For diseases like ALS and Alzheimer’s Disease – where new treatments are desperately needed – this will make research more efficient. ‘It is very disappointing that none of the ALS drugs tested on animals worked well in humans, but you cannot simulate the human body by looking only at animal cells in a dish,’ Prof Gravanis said. ‘We need something in between.’

It may take another two to three years to evaluate the ALS chip containing human tissues, but the team in Crete is already looking to apply their tool to Alzheimer’s and other diseases.

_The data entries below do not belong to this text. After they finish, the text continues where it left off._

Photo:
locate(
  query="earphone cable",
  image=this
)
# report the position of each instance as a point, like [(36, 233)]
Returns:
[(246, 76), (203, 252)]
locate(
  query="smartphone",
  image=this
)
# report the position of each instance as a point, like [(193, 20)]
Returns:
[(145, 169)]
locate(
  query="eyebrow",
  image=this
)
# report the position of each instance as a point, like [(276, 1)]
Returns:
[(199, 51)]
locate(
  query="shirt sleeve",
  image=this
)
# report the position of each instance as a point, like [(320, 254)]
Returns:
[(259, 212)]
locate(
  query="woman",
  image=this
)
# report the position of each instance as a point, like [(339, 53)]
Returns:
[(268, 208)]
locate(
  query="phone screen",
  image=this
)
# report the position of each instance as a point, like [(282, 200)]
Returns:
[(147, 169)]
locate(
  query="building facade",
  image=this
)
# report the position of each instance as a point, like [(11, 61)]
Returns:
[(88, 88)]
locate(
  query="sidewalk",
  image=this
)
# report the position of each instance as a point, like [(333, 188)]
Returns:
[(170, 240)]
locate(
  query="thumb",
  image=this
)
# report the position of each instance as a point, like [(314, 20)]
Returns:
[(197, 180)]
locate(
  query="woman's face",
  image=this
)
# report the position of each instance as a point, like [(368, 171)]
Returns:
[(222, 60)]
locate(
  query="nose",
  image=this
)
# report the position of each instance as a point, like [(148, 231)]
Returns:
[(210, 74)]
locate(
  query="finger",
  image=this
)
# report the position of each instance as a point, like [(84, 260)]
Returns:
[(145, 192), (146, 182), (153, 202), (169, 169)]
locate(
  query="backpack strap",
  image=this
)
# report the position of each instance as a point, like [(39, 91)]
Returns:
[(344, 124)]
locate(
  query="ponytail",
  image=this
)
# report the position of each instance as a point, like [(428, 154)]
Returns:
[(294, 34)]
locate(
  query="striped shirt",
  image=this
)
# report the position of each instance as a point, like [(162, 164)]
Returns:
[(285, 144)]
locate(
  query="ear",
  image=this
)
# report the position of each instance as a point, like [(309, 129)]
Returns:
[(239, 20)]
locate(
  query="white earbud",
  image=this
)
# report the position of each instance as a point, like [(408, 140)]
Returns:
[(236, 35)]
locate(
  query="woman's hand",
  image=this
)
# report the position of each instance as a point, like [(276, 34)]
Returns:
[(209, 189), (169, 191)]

The brain is not the only organ being mimicked on a chip. InSphero, a biotech start-up based in Switzerland, is set to produce a 3D microtissue chip that allows researchers to study how drugs interact with the liver, heart and other body parts at the same time.

Holistic view

Dr Jan Lichtenberg, InSphero’s chief executive, says combining several tissues types in one microfluid chip gives a more holistic view of what’s happening inside the body.

‘Some existing drugs are only activated when they are chopped into smaller pieces by the liver,’ he explained. ‘One of these smaller fragments is the active drug that affects the body, so we need to have liver tissues as part of the chip along with the tissues you expect the drug to act upon.

Not only do drug developers need to know whether a molecule is an effective treatment, they want to know that it’s safe. To test a cancer drug, for example, researchers might need liver cells to activate the molecule, tumour cells to test whether it kills cancer, and other cells to check whether the drug is toxic.

‘You could have an anti-cancer drug that, once it is metabolised in the liver, becomes toxic (to) heart muscle,’ explained Dr Lichtenberg, who leads the EU-funded BOC project.

Dr Olivier Frey, also from InSphero, is working towards commercialising the technology to meet the needs of the market. ‘A prototype had been developed as part of a proof-of-concept study but we have redesigned it to make it compatible with industry standards,’ he said. It could be of major interest not only to medical researchers but also to the chemical and cosmetic industries.

The chip, which could be on the market at the end of 2017, will be flexible enough to meet the needs of researchers. ‘Labs will be able to create different systems by choosing to add different combinations of tissues in the chip,’ Dr Frey said. This new era of research is fast approaching.